It turns out for this purpose it is enough to run just such a set of commands:
git clone https://github.com/attardi/wikiextractor.git cd wikiextractor wget http://dumps.wikimedia.org/ruwiki/latest/ruwiki-latest-pages-articles.xml.bz2 python3 WikiExtractor.py -o ../data/wiki/ --no-templates --processes 8 ../data/ruwiki-latest-pages-articles.xml.bz2
and then a little polish script for post-processing
python3 process_wikipedia.py
The result is a finished .csv
file with your package.
It is clear that:
http://dumps.wikimedia.org/ruwiki/latest/ruwiki-latest-pages-articles.xml.bz2
can be changed to your desired language, more details here [4] ;wikiextractor
can be found in the manual (it seems even the official dock was not updated, unlike mana);Script with post-processing converts wiki files to the following table:
idx | article_uuid | sentence | cleaned sentence | cleaned sentence length |
---|---|---|---|---|
0 | 74fb822b-54bb-4bfb-95ef-4eac9465c7d7 | Jean I de Chatillon (Comte de Pentevre) Jean I de Ch ... | Jean i de Chatillon comte de pentevre Jean i de sha ... | 38 |
one | 74fb822b-54bb-4bfb-95ef-4eac9465c7d7 | Was guarded by Robert de Vera, Count Oh ... | was guarded by Robert de Vera, Count of Oxfor ... | 18 |
2 | 74fb822b-54bb-4bfb-95ef-4eac9465c7d7 | However, this was opposed by Henry de Gromon, gr ... | however, this was opposed by henry de grom ... | 14 |
3 | 74fb822b-54bb-4bfb-95ef-4eac9465c7d7 | The king offered him another important person for his wife ... | the king offered his wife another important branch ... | 48 |
four | 74fb822b-54bb-4bfb-95ef-4eac9465c7d7 | Jean was released and returned to France at 138 ... | Jean liberated returned france year wedding m ... | 52 |
article_uuid is a pseudo-unique key, the order of proposals on the idea should be preserved after such pre-processing.

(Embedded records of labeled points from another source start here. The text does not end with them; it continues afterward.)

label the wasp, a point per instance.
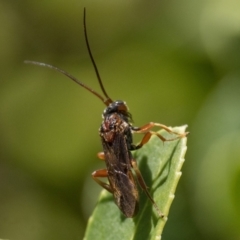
(116, 133)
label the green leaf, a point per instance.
(160, 164)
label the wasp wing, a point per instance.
(121, 179)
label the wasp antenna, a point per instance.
(68, 75)
(108, 100)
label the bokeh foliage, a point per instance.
(174, 62)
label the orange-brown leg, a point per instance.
(144, 186)
(101, 173)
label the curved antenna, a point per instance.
(69, 76)
(108, 100)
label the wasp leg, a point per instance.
(102, 173)
(101, 156)
(144, 186)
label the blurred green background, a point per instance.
(175, 62)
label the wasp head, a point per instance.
(119, 107)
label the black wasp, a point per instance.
(116, 135)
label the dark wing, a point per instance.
(120, 176)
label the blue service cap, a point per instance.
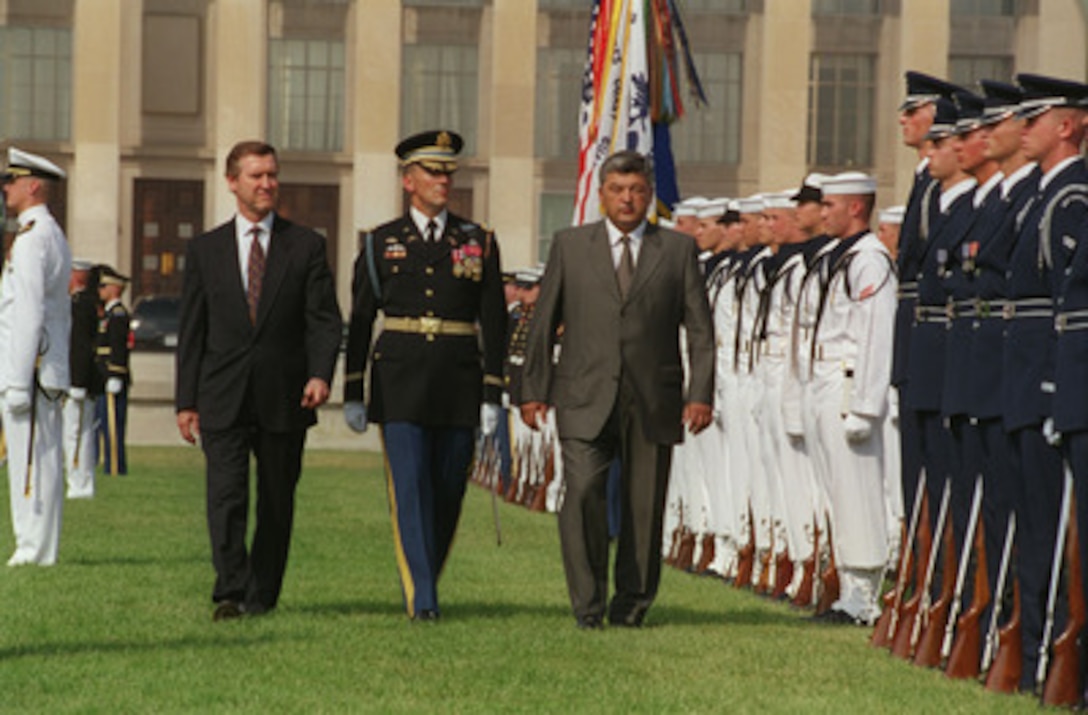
(1042, 94)
(923, 89)
(944, 120)
(1002, 99)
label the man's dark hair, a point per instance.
(248, 148)
(627, 162)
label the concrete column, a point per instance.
(924, 31)
(783, 93)
(94, 208)
(237, 60)
(511, 193)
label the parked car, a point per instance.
(155, 322)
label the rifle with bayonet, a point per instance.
(910, 629)
(969, 543)
(885, 631)
(963, 658)
(1063, 682)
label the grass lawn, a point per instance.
(123, 623)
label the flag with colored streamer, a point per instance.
(631, 94)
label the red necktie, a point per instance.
(255, 273)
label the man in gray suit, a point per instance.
(620, 288)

Perhaps, at the moment, the development of ML-tools has reached such a level [8] that literally a couple of days are enough to build a working NLP model / pipeline. Problems arise only in the absence of reliable datasets / ready embeds / ready language models. The purpose of this article is to alleviate your pain a little, by showing that to handle the whole of Wikipedia (according to the idea of the most popular corps for training embeddingings in NLP), a couple of hours will be enough. After all, if a couple of days are enough to build the simplest model, why spend a lot more time getting data for this model?
wikiExtractor
saves wikiExtractor
articles as text, separated by <doc>
blocks. Actually, the script is based on the following logic:
nltk.sent_tokenize
divide into sentences;As a preprocessing of the text is simple (you can easily cut it to yourself)

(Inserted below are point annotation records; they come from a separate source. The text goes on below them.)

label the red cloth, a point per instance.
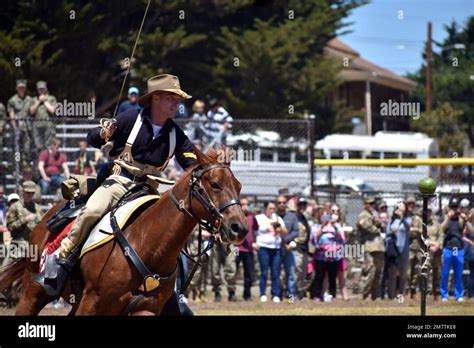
(246, 245)
(52, 163)
(54, 240)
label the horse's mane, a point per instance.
(220, 155)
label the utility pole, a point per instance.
(429, 59)
(311, 130)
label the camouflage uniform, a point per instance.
(435, 236)
(220, 256)
(20, 230)
(198, 284)
(370, 236)
(3, 128)
(20, 108)
(44, 129)
(415, 253)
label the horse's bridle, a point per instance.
(213, 226)
(198, 192)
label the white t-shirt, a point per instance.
(265, 238)
(156, 130)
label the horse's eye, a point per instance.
(215, 185)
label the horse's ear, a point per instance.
(201, 157)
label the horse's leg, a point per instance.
(143, 313)
(33, 298)
(88, 304)
(73, 310)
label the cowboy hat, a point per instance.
(162, 83)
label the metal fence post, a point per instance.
(312, 173)
(470, 184)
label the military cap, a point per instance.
(29, 186)
(369, 200)
(41, 84)
(13, 197)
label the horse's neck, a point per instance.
(169, 229)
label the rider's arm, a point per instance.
(125, 122)
(184, 152)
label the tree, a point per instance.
(452, 75)
(443, 124)
(82, 48)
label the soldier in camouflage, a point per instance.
(18, 113)
(3, 129)
(435, 247)
(42, 109)
(369, 234)
(416, 229)
(22, 216)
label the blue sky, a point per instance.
(396, 44)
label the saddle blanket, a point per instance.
(101, 233)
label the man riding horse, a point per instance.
(155, 137)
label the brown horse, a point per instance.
(157, 235)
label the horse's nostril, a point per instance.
(236, 227)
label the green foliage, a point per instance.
(451, 75)
(443, 124)
(80, 47)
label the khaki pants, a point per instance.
(17, 250)
(373, 265)
(301, 259)
(414, 271)
(100, 203)
(219, 258)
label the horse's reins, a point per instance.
(198, 191)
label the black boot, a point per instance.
(217, 297)
(232, 297)
(53, 279)
(176, 307)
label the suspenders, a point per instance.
(125, 159)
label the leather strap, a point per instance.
(135, 129)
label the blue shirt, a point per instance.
(401, 234)
(146, 149)
(126, 105)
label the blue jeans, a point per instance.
(269, 258)
(455, 259)
(247, 261)
(185, 271)
(289, 264)
(51, 187)
(470, 281)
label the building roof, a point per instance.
(360, 69)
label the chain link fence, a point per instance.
(269, 154)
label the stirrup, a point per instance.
(55, 275)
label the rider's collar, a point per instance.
(146, 119)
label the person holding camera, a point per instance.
(370, 235)
(453, 252)
(328, 240)
(398, 250)
(269, 237)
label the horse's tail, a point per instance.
(11, 272)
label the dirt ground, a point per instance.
(354, 306)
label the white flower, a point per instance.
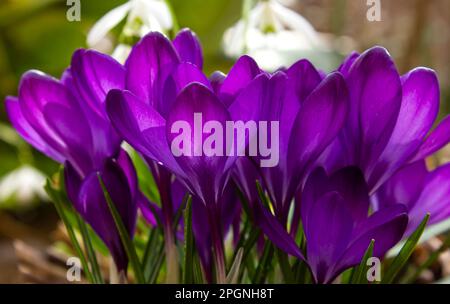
(273, 35)
(23, 185)
(142, 16)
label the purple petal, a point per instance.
(188, 47)
(419, 109)
(150, 59)
(328, 235)
(437, 139)
(95, 74)
(184, 74)
(304, 78)
(27, 132)
(276, 232)
(202, 170)
(244, 70)
(386, 227)
(141, 126)
(312, 133)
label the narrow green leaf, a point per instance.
(123, 233)
(55, 197)
(431, 259)
(406, 251)
(359, 274)
(188, 275)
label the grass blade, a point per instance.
(406, 251)
(123, 233)
(359, 274)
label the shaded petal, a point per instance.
(437, 139)
(95, 74)
(188, 47)
(150, 59)
(312, 133)
(205, 173)
(276, 232)
(386, 227)
(244, 70)
(141, 126)
(107, 23)
(304, 78)
(376, 96)
(184, 74)
(328, 235)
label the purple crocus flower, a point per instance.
(390, 117)
(420, 190)
(66, 120)
(294, 98)
(337, 225)
(163, 87)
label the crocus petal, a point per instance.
(437, 139)
(404, 187)
(184, 74)
(275, 231)
(74, 131)
(202, 170)
(327, 234)
(188, 47)
(26, 130)
(419, 109)
(386, 227)
(95, 74)
(434, 199)
(141, 126)
(107, 23)
(376, 95)
(304, 78)
(244, 70)
(312, 133)
(150, 57)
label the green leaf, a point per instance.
(406, 251)
(359, 274)
(431, 259)
(123, 233)
(55, 197)
(188, 276)
(233, 274)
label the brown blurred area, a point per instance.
(416, 32)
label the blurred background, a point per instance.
(35, 34)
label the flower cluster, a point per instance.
(351, 148)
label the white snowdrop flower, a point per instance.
(142, 16)
(23, 185)
(274, 35)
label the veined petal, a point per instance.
(151, 59)
(27, 132)
(189, 48)
(419, 109)
(107, 23)
(95, 74)
(437, 139)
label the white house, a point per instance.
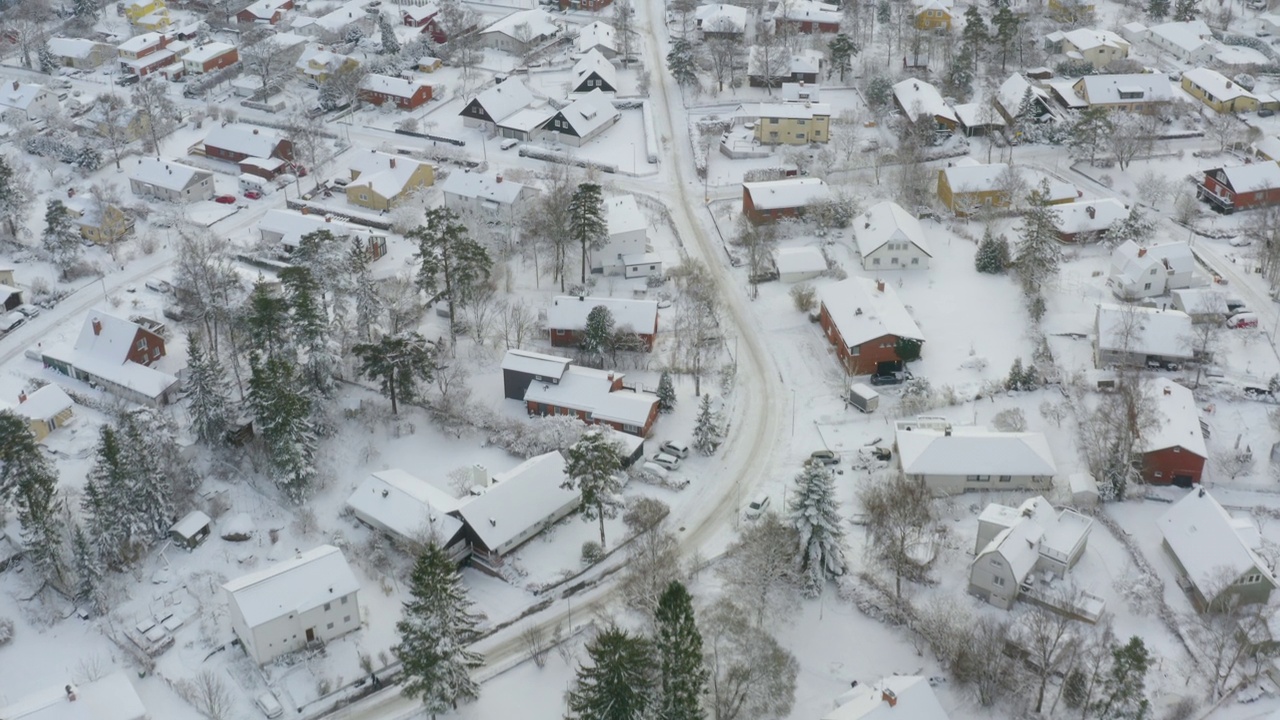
(311, 597)
(891, 238)
(952, 459)
(1152, 270)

Most often in practice in NLP one has to face the task of constructing embeddings.
To solve it, one of the following tools is usually used:
In addition, it has been shown many times [9] that as a good baseline for embeddingd sentences, one can also take simply averaged (with a couple of minor details that we now omit) word vectors.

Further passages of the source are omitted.